The first, the α–connexin carboxyl-terminal (ACT1) peptide, which was developed in the laboratory of former MUSC researcher Robert Gourdie, PhD (who continues in an adjunct position at MUSC), was shown to reduce scarring and promote wound healing in animal models by reducing the inflammatory response and the area of scar progenitor tissue and to improve skin strength and extensibility.³ MUSC licensed the rights to the peptide to First String Research, which took a topical gel containing the peptide into clinical trials. In July 2013 at the International Gap Junction Conference in Charleston, SC, First String announced the promising results of phase 2 trials in three patient populations—those with diabetic foot ulcers, those with venous leg ulcers, and those who had undergone laparoscopic incisions. Significant increases were reported in the mean percent of wound closure at four and twelve weeks as well as the incidence of 100% wound closure. A phase 3 trial of the topical gel is in the planning stages.
The second peptide, the development and testing of which has been a collaborative effort between the laboratories of Dr. Yost and Dr. Gourdie, has shown impressive anti-fibrotic, anti-inflammatory, and pro-regenerative activities in animal models. Like ACT1, it disrupts formation of hemichannels by connexins, but via a different mechanism. Preliminary results suggest a strong efficacy in preventing scar formation and promoting regeneration of tissue with normal architecture.
More Than a Cosmetic Benefit
Because the same mechanisms are involved in scar formation throughout the body, therapies that prove effective in preventing or diminishing scarring could have broad applications. For instance, such therapies could prevent tissue scarring that follows myocardial infarction or results in macular degeneration. A standard therapy or set of therapies for reducing or preventing scar formation could spare patients some of the most devastating consequences of these diseases.
And, of course, for those who have undergone traumatic injury, regenerative therapies offer the hope of being made whole without having to bear the lifelong scars of a past tragedy.

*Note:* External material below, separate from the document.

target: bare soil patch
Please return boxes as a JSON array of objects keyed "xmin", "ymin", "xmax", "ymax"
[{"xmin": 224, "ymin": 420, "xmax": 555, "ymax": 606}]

¹ Logan MS, Propst JT, Nottingham JM, Goodwin RL, Pabon DG, Terracio L, Yost MJ, Fann SA. Human satellite progenitor cells for use in myofascial repair: isolation and characterization. Annals of Plastic Surgery. 2010;64(6):794-799.
² Rhett JM, Ghatnekar GS, Palatinus JA, Quinn M, Yost MJ, Gourdie RG. Novel therapies for scar reduction and regenerative healing of skin wounds. Trends Biotechnol. 2008 Apr;26(4):173-80.
³ Ghatnekar GS, O’Quinn MP, Jourdan JL, Gurjarpadhye AA, Draughn RL, Gourdie RG. Connexin43 carboxyl-terminal peptides reduce scar progenitor and promote regenerative healing following skin wounding. Regen Med. 2009;4(2): 205-223.